Thanks for that one. "yum install buffer". How simple.
So I tried it out:
$ dd if=/dev/zero bs=1M count=256 > /dev/null
256+0 records in
256+0 records out
268435456 bytes (268 MB) copied, 0.0258608 s, 10.4 GB/s
Original throughput is 10.4 GB/sec. Looks not so bad.
$ dd if=/dev/zero bs=1M count=256 | cat > /dev/null
256+0 records in
256+0 records out
268435456 bytes (268 MB) copied, 0.199799 s, 1.3 GB/s
The regular cat is somewhat slower, then.
Now let's try buffer:
$ dd if=/dev/zero bs=1M count=256 | buffer -m 256m > /dev/null
Cannot handle that many blocks, aborting!

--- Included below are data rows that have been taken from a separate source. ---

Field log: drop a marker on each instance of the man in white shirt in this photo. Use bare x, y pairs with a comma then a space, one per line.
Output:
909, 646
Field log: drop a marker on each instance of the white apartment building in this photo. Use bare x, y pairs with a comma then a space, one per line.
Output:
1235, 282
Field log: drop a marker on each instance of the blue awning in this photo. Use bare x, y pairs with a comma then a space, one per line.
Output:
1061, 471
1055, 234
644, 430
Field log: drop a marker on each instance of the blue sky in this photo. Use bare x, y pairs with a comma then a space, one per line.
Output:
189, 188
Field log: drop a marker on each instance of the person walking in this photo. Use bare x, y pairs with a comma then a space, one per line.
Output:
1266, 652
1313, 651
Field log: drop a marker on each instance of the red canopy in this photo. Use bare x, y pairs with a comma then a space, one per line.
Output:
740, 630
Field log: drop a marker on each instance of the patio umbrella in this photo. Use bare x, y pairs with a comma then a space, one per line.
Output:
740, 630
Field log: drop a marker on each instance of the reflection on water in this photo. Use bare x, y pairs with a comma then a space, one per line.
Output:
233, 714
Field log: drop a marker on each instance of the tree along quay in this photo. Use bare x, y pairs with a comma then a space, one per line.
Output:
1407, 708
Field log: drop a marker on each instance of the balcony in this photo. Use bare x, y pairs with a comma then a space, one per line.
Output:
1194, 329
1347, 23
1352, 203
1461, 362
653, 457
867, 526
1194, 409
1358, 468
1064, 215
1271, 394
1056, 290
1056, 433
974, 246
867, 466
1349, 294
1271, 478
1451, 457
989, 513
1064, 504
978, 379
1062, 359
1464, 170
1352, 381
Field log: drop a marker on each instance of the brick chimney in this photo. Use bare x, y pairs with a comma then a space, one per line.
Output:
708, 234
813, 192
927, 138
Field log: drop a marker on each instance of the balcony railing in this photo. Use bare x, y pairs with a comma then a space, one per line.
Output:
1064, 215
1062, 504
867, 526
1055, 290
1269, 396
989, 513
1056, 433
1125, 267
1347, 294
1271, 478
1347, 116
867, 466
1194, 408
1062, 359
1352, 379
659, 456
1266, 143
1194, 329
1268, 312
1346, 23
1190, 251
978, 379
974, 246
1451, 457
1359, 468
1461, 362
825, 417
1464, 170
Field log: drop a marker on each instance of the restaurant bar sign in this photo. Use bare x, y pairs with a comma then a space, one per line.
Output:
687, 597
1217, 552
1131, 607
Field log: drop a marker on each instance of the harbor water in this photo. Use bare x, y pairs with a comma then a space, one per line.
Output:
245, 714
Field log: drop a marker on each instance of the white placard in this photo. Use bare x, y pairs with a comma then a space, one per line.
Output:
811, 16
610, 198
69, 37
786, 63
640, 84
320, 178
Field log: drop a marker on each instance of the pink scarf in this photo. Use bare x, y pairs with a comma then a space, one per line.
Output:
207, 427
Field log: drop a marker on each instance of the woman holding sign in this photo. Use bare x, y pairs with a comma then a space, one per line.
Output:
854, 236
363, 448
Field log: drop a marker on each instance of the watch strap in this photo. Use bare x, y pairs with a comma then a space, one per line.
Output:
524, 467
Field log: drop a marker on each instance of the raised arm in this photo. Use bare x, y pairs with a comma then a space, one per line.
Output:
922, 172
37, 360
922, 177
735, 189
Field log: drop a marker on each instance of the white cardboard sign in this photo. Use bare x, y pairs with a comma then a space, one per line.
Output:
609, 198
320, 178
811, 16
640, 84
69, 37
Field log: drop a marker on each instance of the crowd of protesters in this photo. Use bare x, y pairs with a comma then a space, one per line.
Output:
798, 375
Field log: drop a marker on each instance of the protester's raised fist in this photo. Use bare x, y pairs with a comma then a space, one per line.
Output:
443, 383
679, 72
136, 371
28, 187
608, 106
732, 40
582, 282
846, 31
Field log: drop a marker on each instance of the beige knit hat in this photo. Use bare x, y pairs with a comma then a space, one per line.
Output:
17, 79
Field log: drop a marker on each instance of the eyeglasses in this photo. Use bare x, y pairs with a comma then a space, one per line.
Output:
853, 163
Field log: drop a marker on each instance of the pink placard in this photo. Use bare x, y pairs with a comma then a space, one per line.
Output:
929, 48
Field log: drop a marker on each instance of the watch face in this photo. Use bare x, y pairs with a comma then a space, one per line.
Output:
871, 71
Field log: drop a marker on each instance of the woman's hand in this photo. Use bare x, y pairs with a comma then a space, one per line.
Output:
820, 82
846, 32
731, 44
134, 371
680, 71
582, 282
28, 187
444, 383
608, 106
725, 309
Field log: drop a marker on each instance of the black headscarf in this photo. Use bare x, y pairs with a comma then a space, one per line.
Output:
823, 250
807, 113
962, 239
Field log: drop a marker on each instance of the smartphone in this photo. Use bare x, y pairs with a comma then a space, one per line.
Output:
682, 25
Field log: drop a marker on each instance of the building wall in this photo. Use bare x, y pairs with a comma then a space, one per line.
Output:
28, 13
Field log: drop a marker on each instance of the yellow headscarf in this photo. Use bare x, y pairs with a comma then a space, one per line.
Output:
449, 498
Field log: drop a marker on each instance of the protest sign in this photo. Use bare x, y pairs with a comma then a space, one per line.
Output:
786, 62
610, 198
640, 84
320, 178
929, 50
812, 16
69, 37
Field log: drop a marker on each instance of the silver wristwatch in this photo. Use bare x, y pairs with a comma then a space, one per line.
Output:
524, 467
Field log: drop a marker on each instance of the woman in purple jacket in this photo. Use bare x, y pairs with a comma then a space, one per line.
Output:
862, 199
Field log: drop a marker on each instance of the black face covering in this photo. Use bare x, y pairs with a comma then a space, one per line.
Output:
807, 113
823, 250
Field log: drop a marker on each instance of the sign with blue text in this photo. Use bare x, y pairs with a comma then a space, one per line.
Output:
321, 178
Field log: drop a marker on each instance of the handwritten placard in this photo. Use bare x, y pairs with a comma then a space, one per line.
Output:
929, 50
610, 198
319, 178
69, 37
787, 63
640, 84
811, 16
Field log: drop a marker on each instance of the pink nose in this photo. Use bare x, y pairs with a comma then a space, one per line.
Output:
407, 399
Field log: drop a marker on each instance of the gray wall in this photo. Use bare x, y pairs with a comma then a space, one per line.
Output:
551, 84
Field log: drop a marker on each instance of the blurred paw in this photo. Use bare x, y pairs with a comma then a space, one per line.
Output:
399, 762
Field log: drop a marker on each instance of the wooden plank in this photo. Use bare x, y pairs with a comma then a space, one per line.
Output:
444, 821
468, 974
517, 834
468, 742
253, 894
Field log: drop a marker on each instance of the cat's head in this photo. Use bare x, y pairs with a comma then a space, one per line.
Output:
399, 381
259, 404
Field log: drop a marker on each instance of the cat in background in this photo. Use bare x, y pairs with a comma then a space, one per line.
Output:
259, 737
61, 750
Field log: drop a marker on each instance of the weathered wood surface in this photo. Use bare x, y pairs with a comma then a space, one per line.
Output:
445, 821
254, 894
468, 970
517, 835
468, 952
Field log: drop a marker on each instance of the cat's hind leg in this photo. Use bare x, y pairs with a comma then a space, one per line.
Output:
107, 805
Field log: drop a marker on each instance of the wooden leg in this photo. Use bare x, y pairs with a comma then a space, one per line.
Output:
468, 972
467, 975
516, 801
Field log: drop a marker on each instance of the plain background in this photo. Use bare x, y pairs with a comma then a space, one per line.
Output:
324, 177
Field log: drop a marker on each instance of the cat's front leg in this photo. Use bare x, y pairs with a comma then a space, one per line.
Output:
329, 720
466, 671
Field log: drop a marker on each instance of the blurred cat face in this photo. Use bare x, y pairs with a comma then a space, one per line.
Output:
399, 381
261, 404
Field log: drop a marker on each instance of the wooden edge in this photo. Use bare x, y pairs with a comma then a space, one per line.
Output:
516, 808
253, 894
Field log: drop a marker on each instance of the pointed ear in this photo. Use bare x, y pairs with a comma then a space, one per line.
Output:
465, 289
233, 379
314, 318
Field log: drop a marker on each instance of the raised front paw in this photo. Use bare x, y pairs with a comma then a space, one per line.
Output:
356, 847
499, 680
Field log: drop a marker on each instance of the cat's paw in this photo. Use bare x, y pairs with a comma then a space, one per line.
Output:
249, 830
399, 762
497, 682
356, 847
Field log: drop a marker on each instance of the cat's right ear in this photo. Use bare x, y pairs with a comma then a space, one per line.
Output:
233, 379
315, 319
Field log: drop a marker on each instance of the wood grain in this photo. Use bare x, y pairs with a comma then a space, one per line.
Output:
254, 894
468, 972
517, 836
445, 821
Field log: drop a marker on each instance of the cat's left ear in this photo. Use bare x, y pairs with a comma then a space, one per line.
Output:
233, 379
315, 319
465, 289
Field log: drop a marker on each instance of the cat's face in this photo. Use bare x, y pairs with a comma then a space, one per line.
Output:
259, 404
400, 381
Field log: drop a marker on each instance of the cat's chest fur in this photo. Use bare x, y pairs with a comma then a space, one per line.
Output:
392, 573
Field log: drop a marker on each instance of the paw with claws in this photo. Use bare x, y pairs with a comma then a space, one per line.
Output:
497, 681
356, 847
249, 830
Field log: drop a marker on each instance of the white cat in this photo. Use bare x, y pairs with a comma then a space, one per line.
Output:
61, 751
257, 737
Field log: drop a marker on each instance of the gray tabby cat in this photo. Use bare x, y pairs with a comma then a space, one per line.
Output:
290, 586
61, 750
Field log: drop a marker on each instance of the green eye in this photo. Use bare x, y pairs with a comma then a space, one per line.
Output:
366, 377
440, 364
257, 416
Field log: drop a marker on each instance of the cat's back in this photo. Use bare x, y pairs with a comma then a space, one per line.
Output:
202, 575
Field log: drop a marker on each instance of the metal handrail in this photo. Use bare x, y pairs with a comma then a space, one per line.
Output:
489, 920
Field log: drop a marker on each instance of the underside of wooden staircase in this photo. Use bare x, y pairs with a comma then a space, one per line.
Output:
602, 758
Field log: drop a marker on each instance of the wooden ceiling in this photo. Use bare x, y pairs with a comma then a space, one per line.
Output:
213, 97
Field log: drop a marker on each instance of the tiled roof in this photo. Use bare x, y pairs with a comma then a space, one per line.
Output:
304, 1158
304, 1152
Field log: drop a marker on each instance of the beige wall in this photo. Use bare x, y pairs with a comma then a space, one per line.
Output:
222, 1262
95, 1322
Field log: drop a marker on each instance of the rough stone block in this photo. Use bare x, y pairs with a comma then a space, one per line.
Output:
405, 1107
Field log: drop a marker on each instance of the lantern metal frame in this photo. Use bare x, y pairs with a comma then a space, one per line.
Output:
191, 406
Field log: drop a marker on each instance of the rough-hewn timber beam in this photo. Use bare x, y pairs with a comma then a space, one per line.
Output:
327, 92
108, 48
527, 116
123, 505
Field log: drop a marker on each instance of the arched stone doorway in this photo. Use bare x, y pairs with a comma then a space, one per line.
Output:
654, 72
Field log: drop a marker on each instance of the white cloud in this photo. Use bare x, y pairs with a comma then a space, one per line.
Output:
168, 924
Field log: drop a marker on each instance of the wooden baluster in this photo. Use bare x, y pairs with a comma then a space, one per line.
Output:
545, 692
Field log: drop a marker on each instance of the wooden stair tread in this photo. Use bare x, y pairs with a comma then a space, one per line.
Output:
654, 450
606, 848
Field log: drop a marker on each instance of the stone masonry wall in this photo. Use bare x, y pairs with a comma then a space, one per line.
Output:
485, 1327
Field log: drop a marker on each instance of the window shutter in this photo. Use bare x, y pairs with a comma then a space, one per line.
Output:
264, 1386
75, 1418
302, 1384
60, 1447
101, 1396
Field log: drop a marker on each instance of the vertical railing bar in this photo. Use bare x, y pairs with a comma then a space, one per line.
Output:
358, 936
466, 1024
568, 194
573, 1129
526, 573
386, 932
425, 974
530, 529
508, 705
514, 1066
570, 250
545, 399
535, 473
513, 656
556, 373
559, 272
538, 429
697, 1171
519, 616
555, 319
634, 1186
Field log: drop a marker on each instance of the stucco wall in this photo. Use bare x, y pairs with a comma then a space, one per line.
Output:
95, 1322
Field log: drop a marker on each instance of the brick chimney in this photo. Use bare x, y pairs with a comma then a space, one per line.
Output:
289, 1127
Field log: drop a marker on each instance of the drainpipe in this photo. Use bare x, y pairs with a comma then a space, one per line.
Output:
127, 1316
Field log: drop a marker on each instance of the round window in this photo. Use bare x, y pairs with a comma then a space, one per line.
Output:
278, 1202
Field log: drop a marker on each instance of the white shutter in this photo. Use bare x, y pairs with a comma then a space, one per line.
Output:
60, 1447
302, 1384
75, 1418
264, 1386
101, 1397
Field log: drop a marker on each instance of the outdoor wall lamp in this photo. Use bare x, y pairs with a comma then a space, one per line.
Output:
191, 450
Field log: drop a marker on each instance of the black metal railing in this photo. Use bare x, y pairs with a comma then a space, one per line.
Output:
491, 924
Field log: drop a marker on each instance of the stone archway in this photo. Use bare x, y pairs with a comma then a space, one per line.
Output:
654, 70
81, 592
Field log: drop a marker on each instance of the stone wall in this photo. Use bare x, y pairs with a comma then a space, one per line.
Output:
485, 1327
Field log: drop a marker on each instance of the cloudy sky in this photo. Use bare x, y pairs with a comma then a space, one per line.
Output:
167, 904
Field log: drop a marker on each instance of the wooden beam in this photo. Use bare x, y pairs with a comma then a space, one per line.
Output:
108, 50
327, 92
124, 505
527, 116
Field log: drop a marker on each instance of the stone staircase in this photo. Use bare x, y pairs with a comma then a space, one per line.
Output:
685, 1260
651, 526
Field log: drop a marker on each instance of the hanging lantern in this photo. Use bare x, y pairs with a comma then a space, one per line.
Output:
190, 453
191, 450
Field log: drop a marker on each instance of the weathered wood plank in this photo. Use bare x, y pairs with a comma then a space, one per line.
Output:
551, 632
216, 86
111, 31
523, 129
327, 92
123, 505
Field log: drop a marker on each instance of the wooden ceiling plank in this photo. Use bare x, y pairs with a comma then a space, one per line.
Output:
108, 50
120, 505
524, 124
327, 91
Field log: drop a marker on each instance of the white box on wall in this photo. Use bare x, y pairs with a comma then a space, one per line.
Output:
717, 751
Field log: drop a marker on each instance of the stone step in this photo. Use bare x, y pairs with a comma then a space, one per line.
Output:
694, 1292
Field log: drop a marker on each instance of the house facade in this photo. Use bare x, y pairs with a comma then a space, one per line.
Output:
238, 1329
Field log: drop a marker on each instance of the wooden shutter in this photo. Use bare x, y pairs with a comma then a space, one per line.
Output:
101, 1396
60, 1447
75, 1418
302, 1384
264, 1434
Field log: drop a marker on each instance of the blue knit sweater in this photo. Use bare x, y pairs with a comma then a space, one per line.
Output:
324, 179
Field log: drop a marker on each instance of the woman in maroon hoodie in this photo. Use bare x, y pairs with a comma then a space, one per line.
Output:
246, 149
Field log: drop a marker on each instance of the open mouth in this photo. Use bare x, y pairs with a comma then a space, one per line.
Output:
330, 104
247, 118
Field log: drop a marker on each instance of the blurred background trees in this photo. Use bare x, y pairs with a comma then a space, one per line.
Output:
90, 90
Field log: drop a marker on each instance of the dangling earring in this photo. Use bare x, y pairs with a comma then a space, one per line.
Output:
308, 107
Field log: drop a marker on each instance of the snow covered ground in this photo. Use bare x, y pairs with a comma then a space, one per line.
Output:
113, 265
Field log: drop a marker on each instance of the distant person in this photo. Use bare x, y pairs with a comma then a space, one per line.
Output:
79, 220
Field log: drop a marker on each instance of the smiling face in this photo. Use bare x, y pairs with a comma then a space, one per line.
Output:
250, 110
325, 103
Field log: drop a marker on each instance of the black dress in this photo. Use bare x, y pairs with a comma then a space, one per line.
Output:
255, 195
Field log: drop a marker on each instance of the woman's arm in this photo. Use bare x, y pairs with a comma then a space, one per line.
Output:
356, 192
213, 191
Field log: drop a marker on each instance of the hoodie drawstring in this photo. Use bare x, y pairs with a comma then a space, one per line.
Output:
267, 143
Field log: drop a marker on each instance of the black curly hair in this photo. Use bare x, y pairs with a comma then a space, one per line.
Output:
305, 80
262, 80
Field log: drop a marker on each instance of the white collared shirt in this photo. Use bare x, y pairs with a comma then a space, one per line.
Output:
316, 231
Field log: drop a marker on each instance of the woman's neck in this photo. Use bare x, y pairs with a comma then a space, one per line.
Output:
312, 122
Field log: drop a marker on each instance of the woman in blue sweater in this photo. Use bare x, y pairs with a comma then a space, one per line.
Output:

Hmmm... The default buffer size is too small, so asking for 256MB didn't
work well. Let's ask for 128kByte buffers:
$ dd if=/dev/zero bs=1M count=256 | buffer -s 128k -m 256m > /dev/null
256+0 records in
256+0 records out
268435456 bytes (268 MB) copied, 0.379354 s, 708 MB/s
On one hand, it's not all that impressive that the rate went down. But
it's still way above the 100 MB/sec needed. On the other hand, going
$ dd if=/dev/zero bs=1M count=256 | buffer -s 128k -m 256m | hexdump -C
> /dev/null
gives exactly the same result, except that command prompt returns after
a second or so, which is the time it took for hexdump to consume the data.
So I suppose we have a winner. Thanks again.
Eli
Baruch Even wrote:
On Sat, Feb 4, 2012 at 4:27 PM, Eli Billauer <[email protected]
<mailto:[email protected]>> wrote:
Hi all,
I need a simple command-line program, which works as a plain FIFO
stream buffer with a huge RAM. Something I can do:
$ fatcat -b 256M /dev/datasource | ./my_shaky_data_sink
The idea is that "fatcat" reads data whenever available and stores
it to non-swappable RAM. It then pushes the data to stdout. So
it's just like good old "cat", only with a potentially large tummy.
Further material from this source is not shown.